Nie cichną echa wydarzeń wokół fuzji Porozumienia z AgroUnią, czego następstwem były odejścia ze stronnictwa założonego przez Jarosława Gowina, między innymi posła Michała Wypija i rzecznika prasowego partii Jana Strzeżka. Głównym powodem, pojawiającym się w uzasadnieniach odejść z Porozumienia, jest rozbieżność poglądów na kwestie gospodarcze i styl uprawiania polityki przez AgroUnię.
Były już rzecznik prasowy Porozumienia Jan Strzeżek tłumaczył swoje odejście z partii, powołując się na swoje wielkomiejskie pochodzenie i brak zrozumienia dla wsi i rolnictwa, co w kontekście sojuszu Porozumienia z AgroUnią miało mieć według niego decydujące znaczenie.

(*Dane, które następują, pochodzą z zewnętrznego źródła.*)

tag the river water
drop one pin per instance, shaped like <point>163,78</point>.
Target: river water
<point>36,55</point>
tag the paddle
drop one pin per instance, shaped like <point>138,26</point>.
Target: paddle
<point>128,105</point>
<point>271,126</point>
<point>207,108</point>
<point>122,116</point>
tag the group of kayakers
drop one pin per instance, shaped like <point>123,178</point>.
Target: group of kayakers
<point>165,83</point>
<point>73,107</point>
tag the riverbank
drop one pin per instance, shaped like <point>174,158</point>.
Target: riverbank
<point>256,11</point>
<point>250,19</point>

Wielkomiejski sznyt i trybun ludowy
Porozumienie zawsze było partią miejską, partią klasy średniej, partią samorządowców i przedsiębiorców. Od samego początku jak temat sojuszu z AgroUnią się pojawił mówiłem, że nie byłbym w stanie nagle wziąć na sztandary tematów rolniczych, bo nigdy się nimi nie zajmowaliśmy, stąd od początku byłem przeciwny temu rozwiązaniu
— mówił wówczas Jan Strzeżek.
Były polityk Porozumienia zarzucał Kołodziejczakowi i AgroUnii uprawianie agresywnej polityki ulicznej, polegającej między innymi na wysypywaniu zboża. Zaznaczał też, że program AgroUnii piszą ludzie o proweniencji lewicowej, ludowo-socjaldemokratycznej „zabarwieniu agrarnym) i że nie jest w stanie na tej płaszczyźnie współpracować z nowymi koalicjantami Porozumienia.
Spór polityków z walką klas w tle
W odpowiedzi na krytykę, którą sformułował Jan Strzeżek, lider AgroUnii w programie „Express Biedrzyckiej” nie szczędził złośliwych uwag pod adresem byłego rzecznika Porozumienia.

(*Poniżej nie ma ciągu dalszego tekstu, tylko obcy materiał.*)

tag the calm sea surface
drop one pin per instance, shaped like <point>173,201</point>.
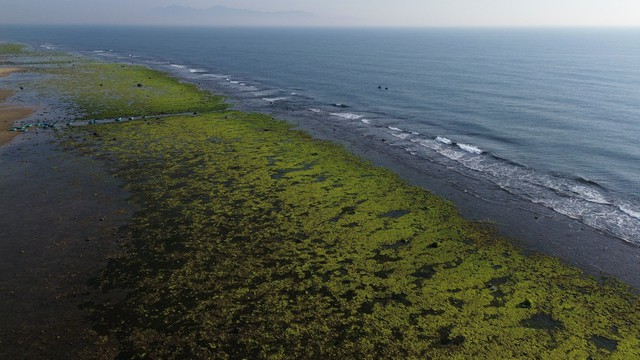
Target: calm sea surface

Wolno psu na Pana Boga szczekać i pan Strzeżek może chodzić i opowiadać te swoje dyrdymały. (…) Powiedział on, że reprezentuje klasę średnią, ludzi z miast - to jest typowy klasizm, poniżanie ludzi pracy, tych którzy mniej zarabiają , poniżanie społeczeństwa
— mówił Michał Kołodziejczak.
W dalszej wymianie medialnych ciosów Jan Strzeżek zamieścił na swoim profilu twitterowym wpis, w którym wyzłośliwia się na użycie przez Kołodziejczaka słowa „klasizm”.

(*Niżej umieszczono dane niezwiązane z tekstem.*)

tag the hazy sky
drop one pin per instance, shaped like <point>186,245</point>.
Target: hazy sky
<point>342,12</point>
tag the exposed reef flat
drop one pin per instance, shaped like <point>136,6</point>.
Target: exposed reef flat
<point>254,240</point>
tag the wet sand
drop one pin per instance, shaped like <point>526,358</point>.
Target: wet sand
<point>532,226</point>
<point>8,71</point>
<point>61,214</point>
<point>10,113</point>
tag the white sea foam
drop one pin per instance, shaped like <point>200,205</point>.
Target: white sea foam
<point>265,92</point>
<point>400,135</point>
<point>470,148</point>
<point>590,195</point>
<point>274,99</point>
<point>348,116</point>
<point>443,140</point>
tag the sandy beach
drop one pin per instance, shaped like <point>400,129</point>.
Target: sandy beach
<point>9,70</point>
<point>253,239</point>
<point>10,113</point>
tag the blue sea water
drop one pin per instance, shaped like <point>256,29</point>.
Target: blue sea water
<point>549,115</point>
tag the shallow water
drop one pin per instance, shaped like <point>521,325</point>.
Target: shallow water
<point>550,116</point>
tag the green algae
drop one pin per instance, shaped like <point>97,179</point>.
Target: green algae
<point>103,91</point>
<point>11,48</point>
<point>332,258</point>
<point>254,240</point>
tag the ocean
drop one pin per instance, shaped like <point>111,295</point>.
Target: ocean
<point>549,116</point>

Gratuluję Michałowi Kołodziejczakowi sięgnięcia po Marksa i poznania słowa „klasizm”. W kolejnym kroku proponuje sięgnięcie po słownik i poznanie słowa „klasa”
— napisał.
Najwyraźniej konflikty o socjologicznym i tożsamościowym charakterze ciągle nie tracą na aktualności, przenosząc się z osi głównego sporu między politycznymi gigantami na coraz drobniejsze stronnictwa. Wymiana uszczypliwości między Kołodziejczakiem a Strzeżkiem to najwyraźniej kolejna odsłona sporu wielkomiejskiego sznytu i ludowej mądrości, lub jak kto woli „młodych, wykształconych z wielkich ośrodków miejskich” i „Polski B”.